Effectiveness of generative large language model MedGo in nursing decision-making for elderly patients with multimorbidity
10.12025/j.issn.1008-6358.2025.20251150
- VernacularTitle:生成式大语言模型MedGo在老年多病共存患者护理决策中的应用效果
- Author:
Qiaoyun YAN
1
;
Min LI
2
;
Yawen YAN
2
;
Yaqing NI
2
;
Yun GU
2
;
Jiawen QIN
3
;
Haiping YU
4
;
Haitao ZHANG
5
;
Liming ZHAO
6
Author Information
1. School of Medicine, Tongji University, Shanghai 200092, China;Department of Emergency Internal Medicine, Shanghai East Hospital Affiliated to Tongji University, Shanghai 200120, China.
2. Department of Emergency Internal Medicine, Shanghai East Hospital Affiliated to Tongji University, Shanghai 200120, China.
3. Health Management Center, Shanghai East Hospital Affiliated to Tongji University, Shanghai 200120, China.
4. School of Medicine, Tongji University, Shanghai 200092, China;Department of Nursing, Shanghai East Hospital Affiliated to Tongji University, Shanghai 200120, China.
5. Department of Critical Care Medicine, Shanghai East Hospital Affiliated to Tongji University, Shanghai 200120, China.

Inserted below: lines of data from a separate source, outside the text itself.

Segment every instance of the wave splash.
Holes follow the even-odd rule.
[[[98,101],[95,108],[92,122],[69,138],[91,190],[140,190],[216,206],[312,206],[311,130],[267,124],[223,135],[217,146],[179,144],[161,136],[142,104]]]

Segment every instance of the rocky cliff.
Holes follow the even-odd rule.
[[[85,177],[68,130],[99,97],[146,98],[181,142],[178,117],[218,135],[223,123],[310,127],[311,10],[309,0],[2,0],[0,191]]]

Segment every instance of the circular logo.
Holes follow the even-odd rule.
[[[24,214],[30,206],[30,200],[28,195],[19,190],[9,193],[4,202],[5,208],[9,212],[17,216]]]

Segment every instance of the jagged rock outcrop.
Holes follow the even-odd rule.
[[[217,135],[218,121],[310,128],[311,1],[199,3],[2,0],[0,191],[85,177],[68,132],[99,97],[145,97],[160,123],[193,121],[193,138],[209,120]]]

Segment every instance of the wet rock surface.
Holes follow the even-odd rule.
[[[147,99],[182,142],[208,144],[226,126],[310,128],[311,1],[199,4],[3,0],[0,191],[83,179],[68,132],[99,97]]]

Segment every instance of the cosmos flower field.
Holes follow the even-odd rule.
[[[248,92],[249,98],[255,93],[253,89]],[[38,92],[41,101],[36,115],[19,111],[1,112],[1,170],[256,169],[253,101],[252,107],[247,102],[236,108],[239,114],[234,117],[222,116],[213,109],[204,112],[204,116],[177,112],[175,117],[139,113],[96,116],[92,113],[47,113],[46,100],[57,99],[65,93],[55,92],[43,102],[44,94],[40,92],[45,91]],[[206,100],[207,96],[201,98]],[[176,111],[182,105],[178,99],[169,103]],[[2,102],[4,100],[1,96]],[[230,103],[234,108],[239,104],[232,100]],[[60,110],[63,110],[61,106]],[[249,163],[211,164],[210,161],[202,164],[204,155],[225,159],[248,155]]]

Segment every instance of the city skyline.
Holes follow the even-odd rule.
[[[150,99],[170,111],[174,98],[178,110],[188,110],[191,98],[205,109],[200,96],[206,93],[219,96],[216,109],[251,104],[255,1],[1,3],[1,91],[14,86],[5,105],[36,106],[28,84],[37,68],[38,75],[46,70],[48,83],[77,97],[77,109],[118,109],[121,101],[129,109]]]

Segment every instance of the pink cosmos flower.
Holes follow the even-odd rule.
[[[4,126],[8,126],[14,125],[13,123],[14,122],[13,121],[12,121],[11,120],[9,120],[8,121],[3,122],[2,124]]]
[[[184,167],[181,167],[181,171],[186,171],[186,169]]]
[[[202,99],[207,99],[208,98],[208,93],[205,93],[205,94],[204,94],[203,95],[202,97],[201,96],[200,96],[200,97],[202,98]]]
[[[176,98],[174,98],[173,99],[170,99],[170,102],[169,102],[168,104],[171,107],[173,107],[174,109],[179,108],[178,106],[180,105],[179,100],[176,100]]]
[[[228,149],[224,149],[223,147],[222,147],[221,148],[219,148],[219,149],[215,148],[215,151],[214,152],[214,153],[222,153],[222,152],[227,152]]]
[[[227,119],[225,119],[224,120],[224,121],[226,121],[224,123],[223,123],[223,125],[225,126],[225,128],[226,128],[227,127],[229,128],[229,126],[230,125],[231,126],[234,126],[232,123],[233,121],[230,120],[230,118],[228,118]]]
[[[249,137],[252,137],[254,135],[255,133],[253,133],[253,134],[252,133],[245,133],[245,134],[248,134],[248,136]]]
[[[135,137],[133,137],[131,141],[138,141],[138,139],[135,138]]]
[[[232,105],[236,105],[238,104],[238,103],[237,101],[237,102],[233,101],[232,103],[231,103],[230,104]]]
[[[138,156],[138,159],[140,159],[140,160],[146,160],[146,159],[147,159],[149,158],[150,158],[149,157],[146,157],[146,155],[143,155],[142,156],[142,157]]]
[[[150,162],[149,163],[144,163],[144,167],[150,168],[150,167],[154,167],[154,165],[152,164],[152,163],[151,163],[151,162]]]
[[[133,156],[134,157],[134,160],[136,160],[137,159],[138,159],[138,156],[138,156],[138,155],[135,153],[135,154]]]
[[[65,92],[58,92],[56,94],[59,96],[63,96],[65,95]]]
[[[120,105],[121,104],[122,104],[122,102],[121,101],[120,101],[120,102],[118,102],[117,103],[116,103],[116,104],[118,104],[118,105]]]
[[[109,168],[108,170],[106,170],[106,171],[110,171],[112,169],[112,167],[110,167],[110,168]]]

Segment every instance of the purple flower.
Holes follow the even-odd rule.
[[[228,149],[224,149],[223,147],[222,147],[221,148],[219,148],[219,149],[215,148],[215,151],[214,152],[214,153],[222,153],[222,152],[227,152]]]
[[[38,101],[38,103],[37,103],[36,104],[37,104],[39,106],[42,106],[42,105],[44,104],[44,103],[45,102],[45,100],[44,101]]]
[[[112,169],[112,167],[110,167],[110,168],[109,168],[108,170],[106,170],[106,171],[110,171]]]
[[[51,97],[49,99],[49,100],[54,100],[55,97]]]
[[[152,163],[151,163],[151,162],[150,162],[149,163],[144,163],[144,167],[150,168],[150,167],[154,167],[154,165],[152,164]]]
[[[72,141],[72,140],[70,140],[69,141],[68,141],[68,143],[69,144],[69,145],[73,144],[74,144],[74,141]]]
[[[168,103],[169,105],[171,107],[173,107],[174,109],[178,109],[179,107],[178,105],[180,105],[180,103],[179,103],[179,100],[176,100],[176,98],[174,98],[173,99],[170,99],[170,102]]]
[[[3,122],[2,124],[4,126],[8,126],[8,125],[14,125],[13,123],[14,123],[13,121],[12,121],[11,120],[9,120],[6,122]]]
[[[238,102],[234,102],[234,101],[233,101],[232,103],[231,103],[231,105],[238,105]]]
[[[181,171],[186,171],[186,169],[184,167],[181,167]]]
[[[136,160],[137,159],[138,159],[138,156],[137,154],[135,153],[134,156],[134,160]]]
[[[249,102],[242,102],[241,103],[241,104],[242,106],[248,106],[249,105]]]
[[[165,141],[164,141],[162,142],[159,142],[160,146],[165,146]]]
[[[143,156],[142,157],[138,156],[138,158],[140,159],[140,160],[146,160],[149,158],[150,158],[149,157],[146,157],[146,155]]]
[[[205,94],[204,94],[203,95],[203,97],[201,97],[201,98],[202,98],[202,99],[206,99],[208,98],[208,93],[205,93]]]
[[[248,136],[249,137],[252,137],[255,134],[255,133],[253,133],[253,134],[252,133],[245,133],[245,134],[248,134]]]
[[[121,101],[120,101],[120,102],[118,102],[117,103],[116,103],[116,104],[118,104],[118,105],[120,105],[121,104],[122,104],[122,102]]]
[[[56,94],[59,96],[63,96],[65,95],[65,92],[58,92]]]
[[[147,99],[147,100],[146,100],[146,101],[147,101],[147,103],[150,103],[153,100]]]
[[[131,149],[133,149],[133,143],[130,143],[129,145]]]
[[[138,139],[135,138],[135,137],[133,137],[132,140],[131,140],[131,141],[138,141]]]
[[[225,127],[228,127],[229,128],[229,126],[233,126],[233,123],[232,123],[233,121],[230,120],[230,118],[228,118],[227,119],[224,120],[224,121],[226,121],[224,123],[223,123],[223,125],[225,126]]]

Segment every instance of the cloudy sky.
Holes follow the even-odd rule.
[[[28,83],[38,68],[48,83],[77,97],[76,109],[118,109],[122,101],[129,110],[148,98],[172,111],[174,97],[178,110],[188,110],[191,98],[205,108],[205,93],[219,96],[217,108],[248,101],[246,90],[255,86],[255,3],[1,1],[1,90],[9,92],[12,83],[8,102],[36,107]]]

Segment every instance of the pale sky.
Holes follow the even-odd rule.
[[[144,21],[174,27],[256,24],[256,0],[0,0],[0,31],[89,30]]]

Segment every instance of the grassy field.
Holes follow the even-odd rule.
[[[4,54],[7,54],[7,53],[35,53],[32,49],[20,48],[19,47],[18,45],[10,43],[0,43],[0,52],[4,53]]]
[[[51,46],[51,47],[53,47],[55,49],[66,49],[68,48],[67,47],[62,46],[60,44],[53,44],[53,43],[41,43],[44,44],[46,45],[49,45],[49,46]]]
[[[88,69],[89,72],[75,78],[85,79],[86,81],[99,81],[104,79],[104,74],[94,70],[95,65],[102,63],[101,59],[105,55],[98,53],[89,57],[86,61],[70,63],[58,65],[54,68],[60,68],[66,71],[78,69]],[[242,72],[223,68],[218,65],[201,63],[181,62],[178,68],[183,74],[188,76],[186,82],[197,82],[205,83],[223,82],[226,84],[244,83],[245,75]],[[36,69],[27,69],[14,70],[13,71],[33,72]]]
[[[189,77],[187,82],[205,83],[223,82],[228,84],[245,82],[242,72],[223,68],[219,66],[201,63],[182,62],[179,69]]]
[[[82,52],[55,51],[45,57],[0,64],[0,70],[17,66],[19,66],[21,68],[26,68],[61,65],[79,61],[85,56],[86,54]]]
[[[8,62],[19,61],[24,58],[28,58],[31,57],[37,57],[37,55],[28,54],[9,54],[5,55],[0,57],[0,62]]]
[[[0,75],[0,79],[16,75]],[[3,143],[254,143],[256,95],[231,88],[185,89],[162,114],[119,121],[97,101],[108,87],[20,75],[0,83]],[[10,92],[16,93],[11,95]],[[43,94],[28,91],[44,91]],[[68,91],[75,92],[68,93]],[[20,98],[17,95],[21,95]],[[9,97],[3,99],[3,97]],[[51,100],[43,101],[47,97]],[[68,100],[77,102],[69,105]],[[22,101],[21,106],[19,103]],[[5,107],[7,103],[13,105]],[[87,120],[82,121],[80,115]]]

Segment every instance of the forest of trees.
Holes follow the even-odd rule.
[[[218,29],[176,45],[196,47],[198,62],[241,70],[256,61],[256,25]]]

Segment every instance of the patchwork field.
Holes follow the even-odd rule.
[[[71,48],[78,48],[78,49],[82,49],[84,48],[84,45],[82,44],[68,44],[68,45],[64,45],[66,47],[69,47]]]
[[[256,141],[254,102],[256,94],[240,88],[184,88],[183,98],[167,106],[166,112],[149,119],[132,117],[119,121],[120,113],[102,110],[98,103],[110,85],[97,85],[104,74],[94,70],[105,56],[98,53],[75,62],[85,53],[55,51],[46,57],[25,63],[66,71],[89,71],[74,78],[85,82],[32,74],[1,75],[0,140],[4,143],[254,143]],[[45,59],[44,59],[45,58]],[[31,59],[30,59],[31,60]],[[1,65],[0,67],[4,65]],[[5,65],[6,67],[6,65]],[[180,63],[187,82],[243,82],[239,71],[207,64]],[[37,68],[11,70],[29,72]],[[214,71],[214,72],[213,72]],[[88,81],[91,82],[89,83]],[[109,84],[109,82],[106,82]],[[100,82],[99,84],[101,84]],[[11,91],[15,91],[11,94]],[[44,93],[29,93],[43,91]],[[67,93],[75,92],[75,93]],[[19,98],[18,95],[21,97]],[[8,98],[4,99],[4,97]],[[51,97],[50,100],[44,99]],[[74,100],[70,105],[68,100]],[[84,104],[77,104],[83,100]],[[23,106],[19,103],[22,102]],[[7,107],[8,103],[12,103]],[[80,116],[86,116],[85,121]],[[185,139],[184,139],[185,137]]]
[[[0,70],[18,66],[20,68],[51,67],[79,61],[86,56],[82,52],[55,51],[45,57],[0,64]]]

6. Department of Emergency Medicine, Shanghai East Hospital Affiliated to Tongji University, Shanghai 200120, China.
- Publication Type:AI4M
- Keywords:
MedGo;
elderly;
multimorbidity;
nursing decision-making;
effect evaluation
- From:
Chinese Journal of Clinical Medicine
2026;33(1):16-23
- CountryChina
- Language:Chinese
-
Abstract:
Objective To explore the effectiveness of the generative large language model MedGo in nursing decision-making for elderly patients with multimorbidity. Methods A quasi-randomized controlled trial study was conducted involving 6 junior nurses, 6 senior nurses and the MedGo model from January 1, 2025 to March 31, 2025 at the Emergency Internal Medicine Ward of Shanghai East Hospital Affiliated to Tongji University. Clinical data of 120 elderly patients with multimorbidity were analyzed to compare the performance of the three groups in four tasks (nursing diagnosis assessment, nursing intervention formulation, complication identification, and complication prevention) from three evaluation dimensions: decision-making time consumption, decision accuracy, and decision-making quality. Results In terms of decision-making time, the senior nurse group completed all four tasks faster than the junior nurse group (P<0.01), and the MedGo group completed all four tasks faster than the junior nurse group (P<0.001) and the senior nurse group (P<0.001). In terms of decision-making accuracy, senior nurse group scored higher than junior nurse group in all four tasks (P<0.001), while the MedGo group outperformed the senior nurse group only in complication identification (P<0.001). In terms of decision-making quality, the MedGo group scored higher than junior nurse group (P<0.001) and senior nurse group (P<0.001) in all four tasks. Conclusions The MedGo model demonstrates advantages of high efficiency, accuracy, and quality in nursing decision-making for elderly patients with multimorbidity; senior nurses outperform junior nurses in decision-making, providing diverse references for clinical nursing decision-making.